Perhaps the person thinks nobody else notices. At least a sign saying “Please refrain from leaving your excrement on our toilet seat. It’s really gross.” might embarrass someone into shaping up …

That would explain the dried up piss that I see on occasion.

Be thankful you only see piss that’s already dried up.

Few indeed are the women who have never used a public restroom and never once wound up with a damp behind because they didn’t see the still-liquid residue on the seat from the thoughtful hoverer who came before them and failed to wipe up her mess. At least shit is generally always readily visible.

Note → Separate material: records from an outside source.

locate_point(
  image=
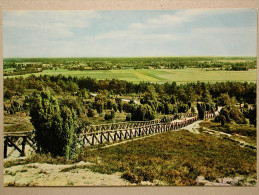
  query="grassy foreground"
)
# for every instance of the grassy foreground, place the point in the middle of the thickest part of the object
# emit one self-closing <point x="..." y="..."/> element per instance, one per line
<point x="172" y="158"/>
<point x="176" y="158"/>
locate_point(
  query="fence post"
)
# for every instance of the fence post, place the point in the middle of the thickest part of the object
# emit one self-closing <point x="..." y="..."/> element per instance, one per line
<point x="5" y="147"/>
<point x="23" y="146"/>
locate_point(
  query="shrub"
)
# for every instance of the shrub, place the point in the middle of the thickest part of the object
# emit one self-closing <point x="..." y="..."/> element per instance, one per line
<point x="110" y="115"/>
<point x="54" y="125"/>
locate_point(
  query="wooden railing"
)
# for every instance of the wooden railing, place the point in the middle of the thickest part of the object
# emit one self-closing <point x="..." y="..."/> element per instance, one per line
<point x="99" y="134"/>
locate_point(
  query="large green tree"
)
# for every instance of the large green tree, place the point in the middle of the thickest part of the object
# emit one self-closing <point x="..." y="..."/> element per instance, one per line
<point x="54" y="125"/>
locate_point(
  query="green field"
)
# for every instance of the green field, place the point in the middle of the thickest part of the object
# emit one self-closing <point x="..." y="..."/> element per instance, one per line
<point x="161" y="75"/>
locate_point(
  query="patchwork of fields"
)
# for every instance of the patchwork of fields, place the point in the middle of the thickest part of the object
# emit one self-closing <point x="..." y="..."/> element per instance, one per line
<point x="161" y="75"/>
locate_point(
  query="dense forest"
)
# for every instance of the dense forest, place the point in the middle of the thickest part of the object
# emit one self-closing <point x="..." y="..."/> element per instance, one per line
<point x="90" y="96"/>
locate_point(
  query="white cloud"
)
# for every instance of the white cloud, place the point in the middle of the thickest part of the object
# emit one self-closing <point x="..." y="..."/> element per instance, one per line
<point x="48" y="24"/>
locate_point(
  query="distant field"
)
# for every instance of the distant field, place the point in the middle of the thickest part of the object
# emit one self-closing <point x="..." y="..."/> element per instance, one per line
<point x="161" y="75"/>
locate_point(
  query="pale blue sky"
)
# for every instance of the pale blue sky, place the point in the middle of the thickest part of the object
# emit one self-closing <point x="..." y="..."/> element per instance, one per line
<point x="193" y="32"/>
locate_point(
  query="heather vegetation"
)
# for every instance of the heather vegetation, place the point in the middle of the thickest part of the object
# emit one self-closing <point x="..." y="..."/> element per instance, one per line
<point x="20" y="66"/>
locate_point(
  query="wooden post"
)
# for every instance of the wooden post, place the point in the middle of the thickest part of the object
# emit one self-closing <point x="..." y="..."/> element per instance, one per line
<point x="5" y="147"/>
<point x="23" y="146"/>
<point x="92" y="139"/>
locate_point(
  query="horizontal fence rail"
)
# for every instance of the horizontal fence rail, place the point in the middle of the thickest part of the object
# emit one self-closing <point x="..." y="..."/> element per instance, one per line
<point x="18" y="140"/>
<point x="100" y="135"/>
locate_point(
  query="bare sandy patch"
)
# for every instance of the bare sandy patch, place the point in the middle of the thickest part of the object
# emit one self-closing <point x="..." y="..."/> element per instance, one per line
<point x="42" y="174"/>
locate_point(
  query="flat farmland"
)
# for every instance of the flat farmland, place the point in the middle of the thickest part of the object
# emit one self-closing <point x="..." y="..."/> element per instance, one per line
<point x="160" y="75"/>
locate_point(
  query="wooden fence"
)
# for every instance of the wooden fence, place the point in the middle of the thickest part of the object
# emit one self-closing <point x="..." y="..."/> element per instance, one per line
<point x="99" y="134"/>
<point x="18" y="140"/>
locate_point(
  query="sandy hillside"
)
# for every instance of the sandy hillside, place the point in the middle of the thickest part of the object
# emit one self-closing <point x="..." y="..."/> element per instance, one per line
<point x="78" y="174"/>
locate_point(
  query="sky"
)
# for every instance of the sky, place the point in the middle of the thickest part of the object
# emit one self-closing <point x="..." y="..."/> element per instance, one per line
<point x="130" y="33"/>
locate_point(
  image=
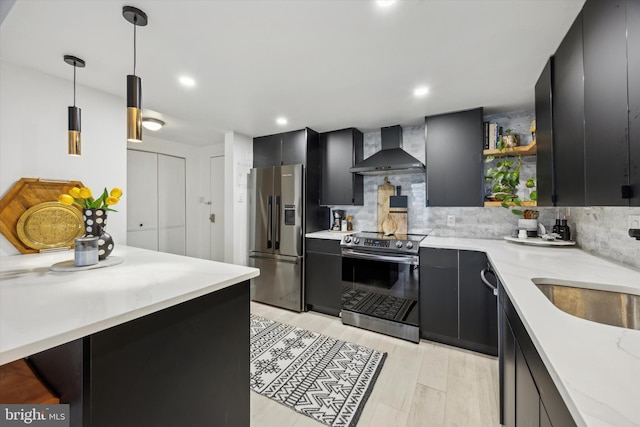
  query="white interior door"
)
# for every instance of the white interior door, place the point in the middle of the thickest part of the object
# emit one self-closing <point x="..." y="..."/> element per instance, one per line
<point x="216" y="218"/>
<point x="142" y="199"/>
<point x="171" y="204"/>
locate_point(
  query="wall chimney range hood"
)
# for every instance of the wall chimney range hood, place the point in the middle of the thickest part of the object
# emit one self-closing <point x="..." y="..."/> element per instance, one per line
<point x="392" y="159"/>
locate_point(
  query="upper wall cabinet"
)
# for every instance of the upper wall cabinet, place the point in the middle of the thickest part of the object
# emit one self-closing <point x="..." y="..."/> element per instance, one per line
<point x="568" y="118"/>
<point x="454" y="162"/>
<point x="339" y="151"/>
<point x="633" y="79"/>
<point x="606" y="116"/>
<point x="288" y="148"/>
<point x="544" y="135"/>
<point x="596" y="108"/>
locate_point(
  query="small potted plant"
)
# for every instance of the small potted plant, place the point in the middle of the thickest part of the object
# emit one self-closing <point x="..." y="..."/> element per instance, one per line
<point x="510" y="140"/>
<point x="506" y="179"/>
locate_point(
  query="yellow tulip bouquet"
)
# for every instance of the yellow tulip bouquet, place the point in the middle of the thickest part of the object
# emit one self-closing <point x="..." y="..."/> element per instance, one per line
<point x="83" y="198"/>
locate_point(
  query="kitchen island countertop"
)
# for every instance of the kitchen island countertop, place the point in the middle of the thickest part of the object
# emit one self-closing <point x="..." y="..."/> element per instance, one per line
<point x="595" y="367"/>
<point x="41" y="309"/>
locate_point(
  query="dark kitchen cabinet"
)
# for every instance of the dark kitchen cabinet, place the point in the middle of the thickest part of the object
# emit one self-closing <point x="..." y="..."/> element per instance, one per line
<point x="455" y="168"/>
<point x="568" y="118"/>
<point x="294" y="147"/>
<point x="528" y="395"/>
<point x="478" y="305"/>
<point x="267" y="151"/>
<point x="340" y="150"/>
<point x="507" y="366"/>
<point x="605" y="102"/>
<point x="595" y="110"/>
<point x="439" y="294"/>
<point x="545" y="421"/>
<point x="290" y="148"/>
<point x="160" y="369"/>
<point x="633" y="78"/>
<point x="545" y="181"/>
<point x="323" y="276"/>
<point x="456" y="307"/>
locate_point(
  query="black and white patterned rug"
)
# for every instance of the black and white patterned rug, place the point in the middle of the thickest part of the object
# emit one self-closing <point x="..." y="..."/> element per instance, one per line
<point x="323" y="378"/>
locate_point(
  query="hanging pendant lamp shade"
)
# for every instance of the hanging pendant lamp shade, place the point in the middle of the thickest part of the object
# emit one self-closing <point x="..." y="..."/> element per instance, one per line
<point x="73" y="137"/>
<point x="134" y="83"/>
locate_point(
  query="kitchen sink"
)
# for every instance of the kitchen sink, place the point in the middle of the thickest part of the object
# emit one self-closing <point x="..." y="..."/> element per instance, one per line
<point x="585" y="301"/>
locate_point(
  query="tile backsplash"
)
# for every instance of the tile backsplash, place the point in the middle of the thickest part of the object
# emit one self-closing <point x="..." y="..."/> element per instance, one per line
<point x="598" y="230"/>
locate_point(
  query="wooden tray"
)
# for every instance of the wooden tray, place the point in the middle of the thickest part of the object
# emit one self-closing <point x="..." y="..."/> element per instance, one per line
<point x="25" y="194"/>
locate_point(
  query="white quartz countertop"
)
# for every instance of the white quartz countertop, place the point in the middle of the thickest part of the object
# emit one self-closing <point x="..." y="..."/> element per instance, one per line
<point x="595" y="367"/>
<point x="329" y="235"/>
<point x="40" y="309"/>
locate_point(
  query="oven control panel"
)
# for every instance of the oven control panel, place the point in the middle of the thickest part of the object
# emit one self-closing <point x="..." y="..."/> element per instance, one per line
<point x="377" y="243"/>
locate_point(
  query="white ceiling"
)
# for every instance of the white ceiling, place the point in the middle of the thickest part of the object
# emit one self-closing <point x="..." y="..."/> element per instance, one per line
<point x="324" y="64"/>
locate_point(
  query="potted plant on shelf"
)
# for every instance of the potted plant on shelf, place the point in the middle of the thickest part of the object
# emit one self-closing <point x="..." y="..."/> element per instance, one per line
<point x="510" y="140"/>
<point x="505" y="176"/>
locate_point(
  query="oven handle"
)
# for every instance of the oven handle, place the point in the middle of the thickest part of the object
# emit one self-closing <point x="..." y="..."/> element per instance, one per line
<point x="398" y="259"/>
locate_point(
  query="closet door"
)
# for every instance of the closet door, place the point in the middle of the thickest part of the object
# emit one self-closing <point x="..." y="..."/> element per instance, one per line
<point x="171" y="204"/>
<point x="142" y="199"/>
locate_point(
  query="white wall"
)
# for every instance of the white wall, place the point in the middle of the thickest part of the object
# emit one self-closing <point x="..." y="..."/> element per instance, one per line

Link to the original classic here. (Be sure to read Post #27.)

I can see the sign now:

Dear Seat Shitter:
Your last deposit has been carefully removed and sent to an independent lab for DNA testing. We have also collected DNA samples of all men who were present when this deposit was placed. BUSTED!

Yours truly,
Asimovian

Good Lord. I’d like to retract my OP and let posts #1 and #27 from your link stand in its stead. I’m in awe.

Unfortunately, I am, without question, the only person here who would ever consider doing anything like that, and it would be painfully obvious to everyone else that I was responsible for it. Since all the other males working here are my superiors, it just wouldn’t be in my best interest.

wow, so the shitter is your superior! I can see how that increases the awkwardness.

Of course, before someone started shitting on the seat, you probably thought that without question, nobody would ever consider doing anything like that. Exceptional times call for exceptional measures, or at least, that is what you could claim if confronted about your sign.

This reminds me of the time I found a TURD in the BATHTUB of my OWN HOUSE. the horror! It had to have been one of my roommates. (I had four at the time and I could narrow it down to one with about 95% certainty.) I wish I did not know that the only thing grosser than finding someone else’s turd in one’s own bathtub is the knowledge that one is living with someone who would not only take a dump in the (shared) bathtub, but who would leave it there for one to find. shudder.